The Rule of 10

For as long as we can remember, the conventional wisdom has been that pre-owned business jet markets are “normalized” when 10% of the installed fleet is for sale. Apparently that’s the magic number where markets aren’t overly beneficial to buyers or sellers. By the Goldilocks principle of aircraft sales, 10% is just right.

Except: It’s completely wrong. And doesn’t even make sense.

Markets are normalized, or in some state of equilibrium, when there are roughly an equal number of buyers and sellers. The Rule of 10 implies that there is always a pool of buyers equal to 10% of the installed fleet and that it’s exclusively the supply side of the equation that dictates market direction.

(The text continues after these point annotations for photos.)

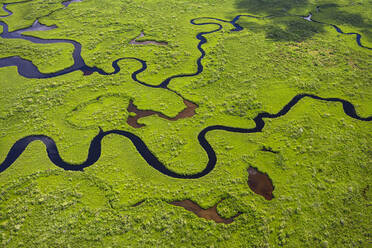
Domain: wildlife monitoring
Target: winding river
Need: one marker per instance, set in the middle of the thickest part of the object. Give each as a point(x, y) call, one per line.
point(27, 69)
point(95, 145)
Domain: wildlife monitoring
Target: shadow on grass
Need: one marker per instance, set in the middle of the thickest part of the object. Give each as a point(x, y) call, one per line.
point(294, 28)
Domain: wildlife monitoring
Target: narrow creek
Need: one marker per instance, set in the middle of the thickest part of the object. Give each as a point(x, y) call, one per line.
point(258, 182)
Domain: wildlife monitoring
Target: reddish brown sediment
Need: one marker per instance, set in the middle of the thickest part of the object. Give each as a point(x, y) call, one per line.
point(260, 183)
point(135, 42)
point(189, 111)
point(208, 214)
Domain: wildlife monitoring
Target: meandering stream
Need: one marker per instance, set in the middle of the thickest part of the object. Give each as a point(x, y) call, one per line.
point(27, 69)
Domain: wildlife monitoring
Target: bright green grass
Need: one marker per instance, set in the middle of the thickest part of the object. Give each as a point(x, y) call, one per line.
point(321, 174)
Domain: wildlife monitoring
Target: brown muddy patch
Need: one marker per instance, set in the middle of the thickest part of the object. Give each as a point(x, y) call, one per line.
point(147, 42)
point(260, 183)
point(189, 111)
point(208, 214)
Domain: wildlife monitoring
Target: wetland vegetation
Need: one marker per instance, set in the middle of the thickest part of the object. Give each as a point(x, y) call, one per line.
point(270, 112)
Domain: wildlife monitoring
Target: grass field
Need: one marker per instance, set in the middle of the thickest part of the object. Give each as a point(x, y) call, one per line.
point(322, 169)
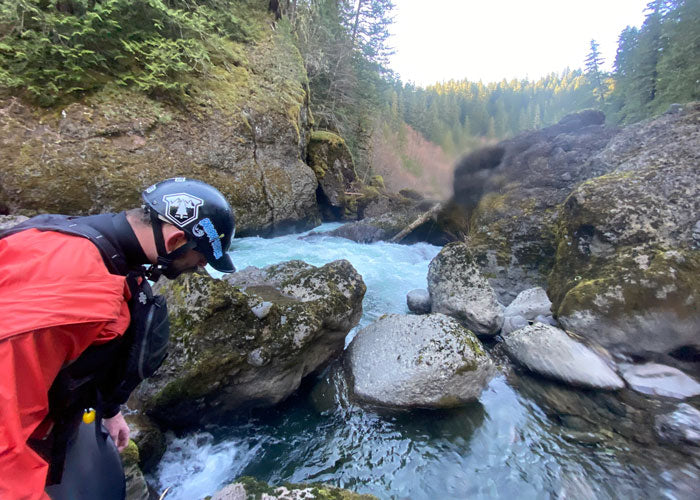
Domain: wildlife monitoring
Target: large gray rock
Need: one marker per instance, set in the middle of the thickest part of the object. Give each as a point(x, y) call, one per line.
point(248, 342)
point(529, 304)
point(682, 425)
point(627, 261)
point(417, 361)
point(418, 301)
point(512, 192)
point(458, 289)
point(549, 351)
point(659, 380)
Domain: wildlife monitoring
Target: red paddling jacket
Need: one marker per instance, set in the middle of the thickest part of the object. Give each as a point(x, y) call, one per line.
point(56, 299)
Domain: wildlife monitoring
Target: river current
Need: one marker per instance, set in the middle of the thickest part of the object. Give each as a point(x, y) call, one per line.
point(502, 446)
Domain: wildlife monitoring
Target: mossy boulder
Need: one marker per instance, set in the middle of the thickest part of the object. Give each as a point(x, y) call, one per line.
point(243, 129)
point(248, 342)
point(511, 193)
point(136, 486)
point(148, 438)
point(628, 260)
point(407, 361)
point(331, 161)
point(458, 289)
point(249, 488)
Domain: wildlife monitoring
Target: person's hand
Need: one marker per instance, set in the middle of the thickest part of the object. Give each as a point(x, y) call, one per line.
point(118, 430)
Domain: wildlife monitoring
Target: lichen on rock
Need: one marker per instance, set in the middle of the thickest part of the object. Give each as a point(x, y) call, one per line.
point(224, 357)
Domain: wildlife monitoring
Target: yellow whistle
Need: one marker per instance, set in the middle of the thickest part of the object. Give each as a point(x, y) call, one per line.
point(89, 416)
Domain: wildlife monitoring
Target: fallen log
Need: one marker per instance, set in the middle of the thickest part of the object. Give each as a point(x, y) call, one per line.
point(420, 220)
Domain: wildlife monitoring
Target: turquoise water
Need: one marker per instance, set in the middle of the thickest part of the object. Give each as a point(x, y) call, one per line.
point(501, 447)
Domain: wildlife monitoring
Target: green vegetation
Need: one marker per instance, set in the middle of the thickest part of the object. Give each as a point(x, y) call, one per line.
point(53, 49)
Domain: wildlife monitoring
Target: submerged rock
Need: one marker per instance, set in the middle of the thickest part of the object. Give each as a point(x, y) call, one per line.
point(247, 488)
point(418, 301)
point(659, 380)
point(226, 356)
point(458, 289)
point(512, 191)
point(549, 351)
point(426, 361)
point(683, 425)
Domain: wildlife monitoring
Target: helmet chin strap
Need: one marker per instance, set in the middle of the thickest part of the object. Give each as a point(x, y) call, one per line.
point(164, 263)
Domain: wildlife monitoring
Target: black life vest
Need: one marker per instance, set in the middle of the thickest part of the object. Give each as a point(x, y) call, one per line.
point(103, 376)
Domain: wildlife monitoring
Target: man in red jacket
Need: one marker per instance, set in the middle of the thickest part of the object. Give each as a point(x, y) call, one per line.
point(60, 294)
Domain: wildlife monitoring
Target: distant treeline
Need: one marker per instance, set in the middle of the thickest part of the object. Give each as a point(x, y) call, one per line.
point(655, 66)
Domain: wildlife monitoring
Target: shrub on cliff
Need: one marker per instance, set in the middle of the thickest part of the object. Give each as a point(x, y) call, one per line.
point(55, 48)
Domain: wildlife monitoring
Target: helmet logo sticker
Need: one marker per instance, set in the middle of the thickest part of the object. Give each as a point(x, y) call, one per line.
point(205, 226)
point(182, 208)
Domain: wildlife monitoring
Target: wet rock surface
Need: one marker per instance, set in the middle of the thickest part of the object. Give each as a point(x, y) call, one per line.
point(426, 361)
point(247, 488)
point(235, 131)
point(659, 380)
point(680, 426)
point(458, 289)
point(549, 351)
point(224, 357)
point(418, 301)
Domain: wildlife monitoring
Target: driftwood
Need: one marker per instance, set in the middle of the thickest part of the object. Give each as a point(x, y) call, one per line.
point(420, 220)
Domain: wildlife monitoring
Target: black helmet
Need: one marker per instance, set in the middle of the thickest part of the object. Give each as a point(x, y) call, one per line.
point(201, 211)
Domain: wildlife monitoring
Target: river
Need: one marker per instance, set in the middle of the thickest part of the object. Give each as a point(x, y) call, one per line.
point(503, 446)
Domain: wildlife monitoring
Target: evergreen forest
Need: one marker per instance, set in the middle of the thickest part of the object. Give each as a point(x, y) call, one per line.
point(54, 51)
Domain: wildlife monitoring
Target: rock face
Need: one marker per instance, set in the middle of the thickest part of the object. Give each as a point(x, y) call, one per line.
point(426, 361)
point(659, 380)
point(330, 158)
point(627, 261)
point(235, 131)
point(249, 341)
point(683, 425)
point(549, 351)
point(530, 305)
point(458, 289)
point(418, 301)
point(513, 191)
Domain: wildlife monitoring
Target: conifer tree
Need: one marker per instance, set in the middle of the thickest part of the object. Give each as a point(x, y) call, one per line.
point(594, 62)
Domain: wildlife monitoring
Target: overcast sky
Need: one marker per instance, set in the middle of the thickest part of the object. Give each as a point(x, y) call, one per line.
point(489, 40)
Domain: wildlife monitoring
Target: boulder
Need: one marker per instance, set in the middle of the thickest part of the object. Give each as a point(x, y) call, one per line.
point(428, 361)
point(458, 289)
point(148, 438)
point(627, 261)
point(659, 380)
point(234, 130)
point(330, 158)
point(228, 353)
point(680, 426)
point(529, 304)
point(512, 192)
point(550, 352)
point(136, 486)
point(418, 301)
point(247, 487)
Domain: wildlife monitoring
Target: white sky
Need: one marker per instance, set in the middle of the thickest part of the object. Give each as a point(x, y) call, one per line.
point(489, 40)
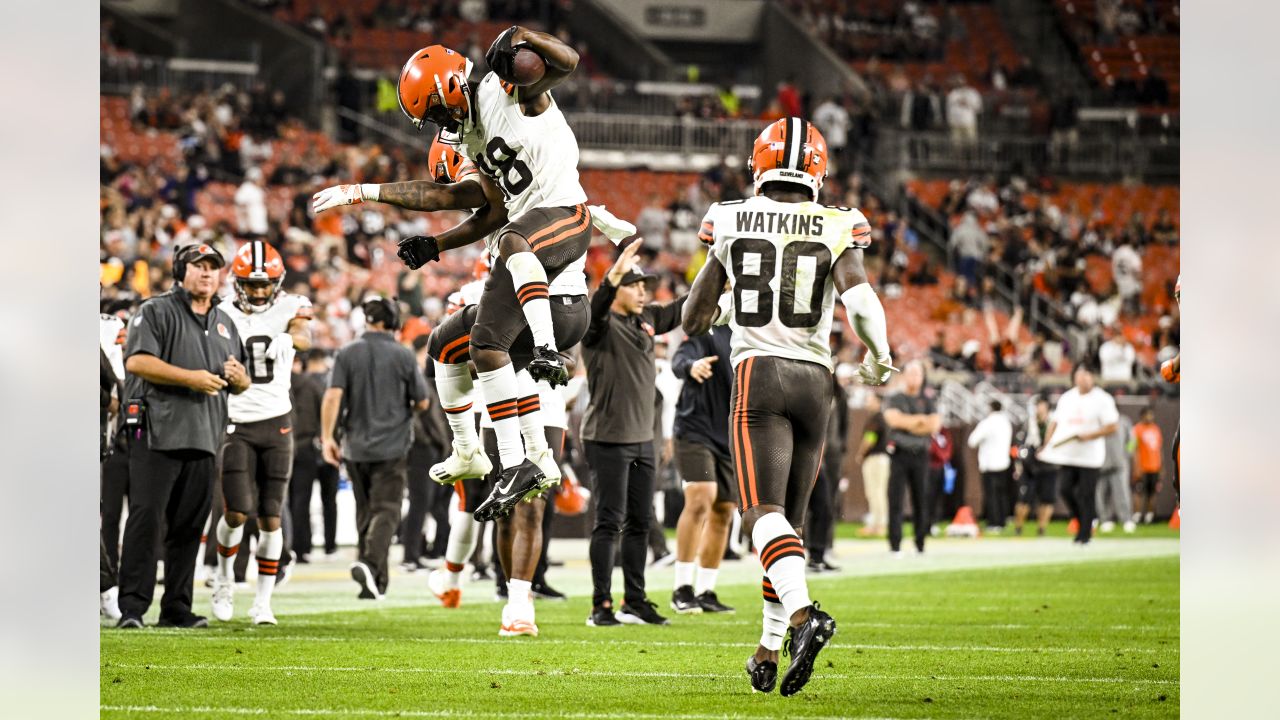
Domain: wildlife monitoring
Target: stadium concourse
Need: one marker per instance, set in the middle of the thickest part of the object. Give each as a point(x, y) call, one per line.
point(1006, 249)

Let’s take a look at the newer generation large cabin business jet market as a whole. Bear in mind, all of these markets suffered massive declines in value last year (except the Gulfstream G650, which is in the process of doing that now):

rule-of-10

 

Only three models have inventory levels above the 10% threshold, and in those cases, just barely. As a group, there is only 8.8% of the installed fleet for sale. By The Rule of 10, we should be in a supply-constrained market and prices should be stabilizing. In other words, the exact opposite of reality.
The second column, Absorption Rate, tells us what is really happening. This is a measure of how long it will take to work off the existing inventory at the current sales pace. In other words, the ratio between the number of buyers and sellers.
As of today, this segment of the market has over two years of available inventory. There simply isn’t enough demand relative to the supply. In modern times, the absorption rate declined in 2007 to less than a year and then blew up (along with the rest of the world), reaching a high of over 45 months in 2009. Not surprisingly, we saw price increases (Ha!) in large cabin pre-owned aircraft of around 10% in 2007. The 2009 loss in value was on the order of magnitude of 35%-40%.
In fact, doing some casual historical quasi-analysis using data from JetNet and Aircraft Bluebook, we can find a pretty good correlation between absorption rate and yearly price declines. The data suggests that the current 25.8-month absorption rate should correspond to an 11+% average annual drop in value.
And what levels correlate with price stability? Probably something closer to 12 months of available inventory. But bear in mind, this needs to apply market wide- an individual model may show periodic signs of strength but will ultimately be held in check by the macro environment.
This effectively means we are carrying an extra year of inventory over and above what the market demand is right now. Based on the sample of aircraft listed above, all we need to do is have one really good week where we sell about 90 jets and things will be OK again.
See, there’s hope.
P.S. For those Rule of 10’ers out there … the new rule is about 4% … until it changes.